Alas, then this rubbish comes up.

Please can you guys recommend what bats I can get as a replacement. I have 2 that I swap out on a VTC Mini and 2 in my xcube 2.

So irritated by this now. I know things should be fine if I stay within limits but safety is something I don't play around with and I would just rather have the piece of mind.

Thanks for the info.

Sent from my SM-N9005 using Tapatalk


----------



## foGGyrEader

Figured I'd parrot what I've read on many other battery reviews sites...Sony, LG or Samsung. Anything else is supposedly rewrapped


----------



## Andre

OreO said:


> Hey guys.
> 
> I have 4 bats and all are efest as I heard that they were the ones to get.
> Alas, then this rubbish comes up.
> 
> Please can you guys recommend what bats I can get as a replacement. I have 2 that I swap out on a VTC Mini and 2 in my xcube 2.
> 
> So irritated by this now. I know things should be fine if I stay within limits but safety is something I don't play around with and I would just rather have the piece of mind.
> 
> Thanks for the info.
> 
> Sent from my SM-N9005 using Tapatalk


The blue or green Samsungs or the brown LGs.
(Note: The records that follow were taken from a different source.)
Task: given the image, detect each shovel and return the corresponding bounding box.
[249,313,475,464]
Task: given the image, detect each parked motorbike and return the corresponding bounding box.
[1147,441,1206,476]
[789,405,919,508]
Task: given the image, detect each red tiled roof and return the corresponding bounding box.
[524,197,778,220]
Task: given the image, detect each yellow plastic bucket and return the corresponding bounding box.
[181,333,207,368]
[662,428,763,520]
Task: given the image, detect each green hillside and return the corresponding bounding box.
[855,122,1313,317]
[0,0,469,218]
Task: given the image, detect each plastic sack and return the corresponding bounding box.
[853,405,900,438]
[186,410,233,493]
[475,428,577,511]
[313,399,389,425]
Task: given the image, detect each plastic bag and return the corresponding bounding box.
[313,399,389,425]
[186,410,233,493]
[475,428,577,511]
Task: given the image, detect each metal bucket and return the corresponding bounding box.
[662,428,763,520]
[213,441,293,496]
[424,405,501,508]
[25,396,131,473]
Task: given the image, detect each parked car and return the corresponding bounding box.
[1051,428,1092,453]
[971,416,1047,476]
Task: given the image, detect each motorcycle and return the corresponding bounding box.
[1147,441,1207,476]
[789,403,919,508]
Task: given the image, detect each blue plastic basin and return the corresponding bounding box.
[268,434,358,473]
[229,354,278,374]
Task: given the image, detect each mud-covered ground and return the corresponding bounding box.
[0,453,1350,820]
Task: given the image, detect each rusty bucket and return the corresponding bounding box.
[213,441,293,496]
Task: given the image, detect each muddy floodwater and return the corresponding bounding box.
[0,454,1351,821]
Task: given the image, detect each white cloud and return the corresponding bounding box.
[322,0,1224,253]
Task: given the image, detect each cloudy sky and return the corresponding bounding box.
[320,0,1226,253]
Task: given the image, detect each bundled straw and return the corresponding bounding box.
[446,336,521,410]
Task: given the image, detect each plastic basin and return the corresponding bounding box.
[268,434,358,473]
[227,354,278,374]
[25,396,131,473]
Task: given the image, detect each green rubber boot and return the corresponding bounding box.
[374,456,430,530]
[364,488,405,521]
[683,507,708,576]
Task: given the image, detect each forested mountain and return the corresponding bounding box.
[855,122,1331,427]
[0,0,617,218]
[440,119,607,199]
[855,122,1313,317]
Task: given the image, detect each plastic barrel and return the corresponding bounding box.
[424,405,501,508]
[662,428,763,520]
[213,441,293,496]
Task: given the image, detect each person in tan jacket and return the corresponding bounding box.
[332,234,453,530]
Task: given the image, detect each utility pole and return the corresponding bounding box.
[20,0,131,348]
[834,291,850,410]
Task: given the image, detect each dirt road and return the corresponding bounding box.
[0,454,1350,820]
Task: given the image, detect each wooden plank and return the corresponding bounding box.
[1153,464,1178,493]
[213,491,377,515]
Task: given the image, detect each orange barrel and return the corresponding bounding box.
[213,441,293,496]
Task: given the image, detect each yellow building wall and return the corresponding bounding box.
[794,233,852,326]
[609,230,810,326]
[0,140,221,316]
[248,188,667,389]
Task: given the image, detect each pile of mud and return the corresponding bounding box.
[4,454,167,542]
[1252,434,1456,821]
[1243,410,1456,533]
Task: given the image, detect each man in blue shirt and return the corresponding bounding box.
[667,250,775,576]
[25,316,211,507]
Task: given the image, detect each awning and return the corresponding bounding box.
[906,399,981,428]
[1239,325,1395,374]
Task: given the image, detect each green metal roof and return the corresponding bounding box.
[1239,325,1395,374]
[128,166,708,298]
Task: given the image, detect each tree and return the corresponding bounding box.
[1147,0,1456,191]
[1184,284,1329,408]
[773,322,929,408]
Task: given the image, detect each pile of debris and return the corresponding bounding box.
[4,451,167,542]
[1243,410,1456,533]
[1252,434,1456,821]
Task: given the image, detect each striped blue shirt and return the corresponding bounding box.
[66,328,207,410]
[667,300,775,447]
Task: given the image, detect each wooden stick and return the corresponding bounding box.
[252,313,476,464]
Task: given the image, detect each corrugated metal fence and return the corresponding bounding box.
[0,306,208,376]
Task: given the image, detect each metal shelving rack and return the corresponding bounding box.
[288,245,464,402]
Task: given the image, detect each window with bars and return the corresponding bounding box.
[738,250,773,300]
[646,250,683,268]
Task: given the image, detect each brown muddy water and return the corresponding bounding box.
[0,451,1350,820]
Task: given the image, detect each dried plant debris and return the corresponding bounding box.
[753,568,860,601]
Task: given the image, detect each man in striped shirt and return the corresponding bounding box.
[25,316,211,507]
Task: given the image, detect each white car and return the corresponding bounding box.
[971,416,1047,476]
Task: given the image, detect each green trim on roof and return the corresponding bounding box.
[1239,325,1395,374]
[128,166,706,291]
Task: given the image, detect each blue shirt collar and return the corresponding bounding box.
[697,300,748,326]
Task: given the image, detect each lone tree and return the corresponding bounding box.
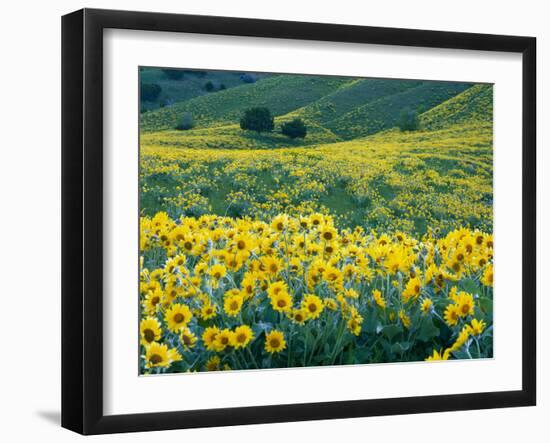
[176,112,193,131]
[241,108,274,132]
[397,108,420,131]
[281,118,307,138]
[204,80,214,92]
[140,83,162,102]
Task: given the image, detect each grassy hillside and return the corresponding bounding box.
[325,81,472,139]
[420,85,493,129]
[141,75,353,132]
[291,79,422,124]
[141,116,342,149]
[139,67,271,110]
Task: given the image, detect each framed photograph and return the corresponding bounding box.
[62,9,536,434]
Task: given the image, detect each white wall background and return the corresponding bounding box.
[0,0,550,443]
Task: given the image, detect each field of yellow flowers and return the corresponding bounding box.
[140,127,493,374]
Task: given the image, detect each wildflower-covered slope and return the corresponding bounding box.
[140,76,494,374]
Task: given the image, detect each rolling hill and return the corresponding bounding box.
[141,75,353,132]
[420,84,493,130]
[140,70,492,148]
[139,67,271,111]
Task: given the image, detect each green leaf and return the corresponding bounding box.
[417,318,439,341]
[391,341,411,354]
[380,325,401,341]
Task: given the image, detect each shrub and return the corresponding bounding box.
[140,83,162,102]
[281,118,307,138]
[240,74,256,83]
[176,112,193,131]
[240,108,274,132]
[162,69,184,80]
[397,108,420,131]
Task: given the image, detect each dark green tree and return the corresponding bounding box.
[162,69,185,80]
[241,108,274,132]
[204,80,214,92]
[139,83,162,102]
[397,108,420,131]
[281,118,307,138]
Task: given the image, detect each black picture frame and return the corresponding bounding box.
[62,9,536,434]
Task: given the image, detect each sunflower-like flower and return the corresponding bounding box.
[425,349,451,361]
[443,304,460,326]
[302,294,325,320]
[265,329,286,354]
[200,302,218,320]
[202,326,220,351]
[139,317,162,346]
[208,263,227,280]
[471,318,486,335]
[223,292,244,317]
[164,303,193,332]
[180,328,197,350]
[214,329,235,352]
[270,290,292,312]
[402,277,422,303]
[420,297,433,314]
[456,292,475,317]
[234,325,254,349]
[398,309,411,329]
[372,289,386,309]
[145,342,181,369]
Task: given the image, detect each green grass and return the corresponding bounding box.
[420,85,493,129]
[325,81,472,139]
[140,67,271,111]
[141,75,352,132]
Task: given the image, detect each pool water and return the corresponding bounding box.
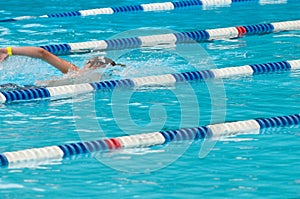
[0,0,300,198]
Best real CDR (continuous discharge rating) of 25A are the Tesiyi.

Reactions: Agree 1


----------



## foGGyrEader

Andre said:


> The blue or green Samsungs or the brown LGs. Best real CDR (continuous discharge rating) of 25A are the Tesiyi.


 
There ya go


----------



## n0ugh7_zw

With the market being what it is.
Surely it'd make sense for vendors to just stop importing rewraps?
Legitimate batteries are kinda abundant and not so adversely priced when compared to rewraps.

*LG HG2's *_(3000mAh, 20A) http://batterybro.com/collections/all/products/lg-chem-18650-hg2_
*LG HE2's *_(2500mAh, 20A) http://batterybro.com/collections/all/products/lg-chem-18650-he2_
*LG HB6's *_(1500mAh, 30A) http://batterybro.com/collections/all/products/lg-chem-18650-hb6_
*LG HB2's *_(1500mAh, 30A) http://batterybro.com/collections/all/products/lg-chem-18650-hb2_
*LG HE4's *_(2500mAh, 20A) http://batterybro.com/collections/all/products/lg-chem-18650-he4_
*LG HD2's *_(2000mAh, 25A) http://batterybro.com/collections/all/products/lg-chem-18650-hd2_
*Samsung 25R's *_(2500mAh, 20A) http://batterybro.com/collections/all/products/samsung-inr18650-25r_

It'd give them piece of mind that they're not selling anything that could go bang.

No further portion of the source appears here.